PersonalContact (Contact subclass)
partner -> Partner (can be NULL)
client -> PersonalClient (can be NULL)

CorporateContact (Contact subclass)
client -> CorporateClient (can be NULL)

Client

PersonalClient (Client subclass)
data -> PersonalData (cannot be NULL)

CorporateClient (Client subclass)
data -> CorporateData (cannot be NULL)


I have the following query that loads data of one window:

# window (input argument) is a list of id values.
q = session.query(PersonalContact).filter(PersonalContact.id.in_(window)
q = q.options(
subqueryload_all(PersonalContact.contact_tags, ContactTag.tag),
subqueryload(PersonalContact.phones),
subqueryload(PersonalContact.emails),
joinedload_all(
PersonalContact.partner,
Partner.personal_data,
PersonalData.address,
),
joinedload_all(
PersonalContact.client,
PersonalClient.data,
PersonalData.address
),
)


(Note that I have similar query for CorporateContact. Infact, I generate them
both in the same method.)

It produces SQL like this (the problematic part is emphasized):

SELECT *
FROM
contact
JOIN personal_contact ON contact.id = personal_contact.id
-- ***************
LEFT OUTER JOIN (
SELECT *
FROM
client
JOIN personal_client ON client.id = personal_client.id
) AS anon_1 ON personal_contact.client_id = anon_1.personal_client_id
-- ***************
LEFT OUTER JOIN partner AS partner_1
ON personal_contact.partner_id = partner_1.id
LEFT OUTER JOIN personal_data AS personal_data_1
ON partner_1.personal_data_id = personal_data_1.id
LEFT OUTER JOIN address AS address_1
ON personal_data_1.address_id = address_1.id
LEFT OUTER JOIN personal_data AS personal_data_2
ON anon_1.personal_client_data_id = personal_data_2.id
LEFT OUTER JOIN address AS address_2
ON personal_data_2.address_id = address_2.id
WHERE personal_contact.id IN (...)


The inner select directly corresponds to joinedload of PersonalContact.client, a
PersonalClient instance (and a Client subclass).

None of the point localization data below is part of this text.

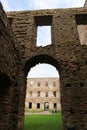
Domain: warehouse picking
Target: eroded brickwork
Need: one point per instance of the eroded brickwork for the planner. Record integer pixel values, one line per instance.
(19, 53)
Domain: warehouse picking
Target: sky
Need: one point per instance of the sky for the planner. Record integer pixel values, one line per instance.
(41, 70)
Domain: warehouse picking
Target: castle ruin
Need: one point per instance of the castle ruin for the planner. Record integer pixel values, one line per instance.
(19, 53)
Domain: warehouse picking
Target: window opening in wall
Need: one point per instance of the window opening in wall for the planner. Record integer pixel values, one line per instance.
(43, 36)
(81, 20)
(46, 94)
(55, 105)
(43, 30)
(38, 105)
(38, 84)
(54, 93)
(46, 84)
(30, 105)
(30, 93)
(54, 84)
(38, 93)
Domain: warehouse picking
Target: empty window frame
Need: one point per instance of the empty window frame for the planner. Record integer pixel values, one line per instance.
(30, 93)
(38, 105)
(54, 93)
(81, 21)
(54, 84)
(38, 93)
(43, 30)
(55, 105)
(38, 84)
(30, 105)
(46, 95)
(46, 84)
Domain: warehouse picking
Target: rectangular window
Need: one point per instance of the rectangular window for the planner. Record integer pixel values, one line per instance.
(38, 84)
(55, 105)
(43, 27)
(43, 35)
(30, 105)
(46, 84)
(30, 93)
(81, 21)
(46, 94)
(38, 93)
(54, 93)
(38, 105)
(54, 84)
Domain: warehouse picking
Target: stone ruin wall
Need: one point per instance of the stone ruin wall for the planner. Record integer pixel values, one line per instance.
(19, 53)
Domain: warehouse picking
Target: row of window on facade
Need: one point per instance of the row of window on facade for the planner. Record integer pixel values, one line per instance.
(39, 84)
(38, 105)
(46, 94)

The postgres does a full scan of tables Client and PersonalClient even though I
will need at most 100 rows from each one.

However, if I rewrite the problematic part by hand like this:

LEFT OUTER JOIN client
ON personal_contact.client_id = client.id
LEFT OUTER JOIN personal_client
ON client.id = personal_client.id

it works like a charm.

Unfortunately I don't know how to write such a query in SA. I am really stuck so
any help is much appreciated.


Thank you,

Ladislav Lenart


Michael Bayer

unread,
Jun 13, 2013, 9:51:16 AM6/13/13
to sqlal...@googlegroups.com
Please try out 0.9 from the git master which fixes the issue of the nested SELECT on the right side of a join.

Sent from my iPhone
> --
> You received this message because you are subscribed to the Google Groups "sqlalchemy" group.
> To unsubscribe from this group and stop receiving emails from it, send an email to sqlalchemy+...@googlegroups.com.
> To post to this group, send email to sqlal...@googlegroups.com.
> Visit this group at http://groups.google.com/group/sqlalchemy?hl=en.
> For more options, visit https://groups.google.com/groups/opt_out.
>
>

Ladislav Lenart

unread,
Jun 13, 2013, 11:03:55 AM6/13/13
to sqlal...@googlegroups.com, Michael Bayer
Unfortunately migrating to SA 0.9 is not an option for me at the moment due to
severe time constraints.

Could you please help me write SA query for 0.7.9 that uses index scan and also
loads all the necessary relations? It must be possible with a proper use of
from_statement(), contains_eager() and/or other SA features. It is just that toy
examples in the documentation don't help me much with this complex beast.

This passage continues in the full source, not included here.